The decision to sit on the research was not helpful. The first information we received about it was filtered through the eyes  of The Mail on Sunday. They claimed that “Prisoners who take the rehabilitation courses are at least 25% more likely to be convicted of further sex crimes that those who do not.” This is not true. Of the 2,562 treated sex offenders included in the study, 10% went on to commit another sexual offence. The figure for the matched untreated offenders was 8%. 90% of sex offenders, treated or untreated, did not reoffend within the follow-up period (average 8.2 years). But it is true that treatment made people worse. Two percentage points is a small difference, but with such a large sample size it is significant. The research is robust and well-designed. A randomised control trial would have been more robust, but the matched comparisons in this study were done thoroughly and every attempt was made to take account of possible confounding variables. You can read the study for yourself here:

https://www.gov.uk/government/publications/impact-evaluation-of-the-prison-based-core-sex-offender-treatment-programme

and the Mail‘s interpretation of it here:

http://www.dailymail.co.uk/news/article-4635876/amp/Scandal-100million-sex-crime-cure-hubs.html

So why did treatment make offenders more likely to reoffend? At this stage we really don’t know. The authors of the research make some suggestions but they are only speculating. Perhaps talking about sex offending in a group setting “normalises” offending. Perhaps groupwork provides offenders with opportunities to network. Perhaps these programmes promoted shame  in offenders which ultimately reduced self-esteem and self-efficacy and reduced the chances of building a positive and fulfilling future. The new programmes draw more from the desistance literature. They include much less offence analysis and are more focussed on building strengths for a positive future. They may be more likely to succeed but we will not know for several years until we have had the chance to evaluate them.

So where does that leave the offenders and staff who have worked hard on these programmes over the years? Sex offender treatment is expensive, tiring and takes a psychological toll on those delivering it.
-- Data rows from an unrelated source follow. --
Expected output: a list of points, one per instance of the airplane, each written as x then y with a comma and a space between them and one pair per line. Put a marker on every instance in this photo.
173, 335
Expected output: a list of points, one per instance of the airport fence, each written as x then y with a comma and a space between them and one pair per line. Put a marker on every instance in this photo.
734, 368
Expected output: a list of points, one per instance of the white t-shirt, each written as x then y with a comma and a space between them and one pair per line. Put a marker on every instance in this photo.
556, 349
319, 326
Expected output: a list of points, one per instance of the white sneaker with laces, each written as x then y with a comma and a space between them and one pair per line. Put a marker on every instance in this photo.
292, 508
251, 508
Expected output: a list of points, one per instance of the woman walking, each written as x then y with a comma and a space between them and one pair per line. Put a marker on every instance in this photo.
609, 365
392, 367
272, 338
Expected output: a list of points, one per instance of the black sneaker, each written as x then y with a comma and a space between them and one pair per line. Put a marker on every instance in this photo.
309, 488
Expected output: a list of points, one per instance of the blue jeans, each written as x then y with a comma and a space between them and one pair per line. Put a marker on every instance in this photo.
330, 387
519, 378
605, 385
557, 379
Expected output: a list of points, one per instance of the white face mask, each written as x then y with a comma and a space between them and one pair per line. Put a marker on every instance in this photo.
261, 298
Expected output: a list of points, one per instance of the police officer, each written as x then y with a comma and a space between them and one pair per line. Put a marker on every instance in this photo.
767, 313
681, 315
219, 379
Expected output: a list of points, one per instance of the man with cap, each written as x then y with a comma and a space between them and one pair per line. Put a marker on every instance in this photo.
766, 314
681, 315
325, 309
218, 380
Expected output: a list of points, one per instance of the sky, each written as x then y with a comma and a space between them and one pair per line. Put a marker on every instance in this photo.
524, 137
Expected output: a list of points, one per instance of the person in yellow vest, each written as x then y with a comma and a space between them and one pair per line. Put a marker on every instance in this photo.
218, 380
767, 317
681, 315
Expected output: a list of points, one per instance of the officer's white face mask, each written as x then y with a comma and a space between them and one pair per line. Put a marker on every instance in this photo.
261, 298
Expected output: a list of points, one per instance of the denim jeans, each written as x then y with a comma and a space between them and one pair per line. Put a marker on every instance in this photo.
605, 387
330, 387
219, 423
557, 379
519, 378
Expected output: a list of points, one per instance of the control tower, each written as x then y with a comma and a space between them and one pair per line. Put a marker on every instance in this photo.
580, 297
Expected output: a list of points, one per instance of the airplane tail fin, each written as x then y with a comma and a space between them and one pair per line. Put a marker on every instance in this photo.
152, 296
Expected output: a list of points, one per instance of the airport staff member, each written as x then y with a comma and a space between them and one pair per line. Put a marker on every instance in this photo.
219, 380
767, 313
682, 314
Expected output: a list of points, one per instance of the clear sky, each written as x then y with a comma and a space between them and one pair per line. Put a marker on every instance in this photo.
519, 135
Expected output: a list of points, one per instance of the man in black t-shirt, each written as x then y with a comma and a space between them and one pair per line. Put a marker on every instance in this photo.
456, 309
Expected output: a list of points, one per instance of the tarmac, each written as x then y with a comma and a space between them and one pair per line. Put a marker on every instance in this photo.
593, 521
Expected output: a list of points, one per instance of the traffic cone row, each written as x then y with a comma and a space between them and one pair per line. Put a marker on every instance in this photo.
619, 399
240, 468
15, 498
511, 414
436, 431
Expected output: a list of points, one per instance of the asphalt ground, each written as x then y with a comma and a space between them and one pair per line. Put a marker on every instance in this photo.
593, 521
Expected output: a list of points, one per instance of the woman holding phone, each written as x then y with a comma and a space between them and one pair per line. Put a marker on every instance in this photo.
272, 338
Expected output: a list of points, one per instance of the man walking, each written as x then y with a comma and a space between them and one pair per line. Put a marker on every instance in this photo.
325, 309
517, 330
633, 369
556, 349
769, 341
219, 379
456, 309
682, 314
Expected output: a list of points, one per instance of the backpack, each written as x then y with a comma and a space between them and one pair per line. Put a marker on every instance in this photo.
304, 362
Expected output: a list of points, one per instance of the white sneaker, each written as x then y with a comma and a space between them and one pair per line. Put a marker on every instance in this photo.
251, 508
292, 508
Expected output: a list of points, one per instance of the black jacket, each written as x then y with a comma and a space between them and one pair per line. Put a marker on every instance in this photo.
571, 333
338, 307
A prison officer once told me that delivering SOTP was the best and most fulfilling thing he had ever done, but also the most damaging. A couple of weeks ago, I was talking to a former colleague who used to run SOTP and we reflected, “Was all of that effort for nothing?” We have to take the research seriously, learn the lessons and move on. There is no denying the findings. But perhaps we shouldn’t be too hard on ourselves. SOTP was based on the best research available at the time. It was modified and developed over the years in the light of emerging research. It might have “worked” for some participants, even if it made others worse. We assessed and came to understand a large number of sex offenders. As a result of that work and this evaluation, we now have a better understanding of what might work to reduce reoffending in the future. Of course, there is an argument that all attempts at rehabilitation are futile, that people choose to behave as they wish and we should not try to manipulate them to change. But perhaps that’s a subject for another blog!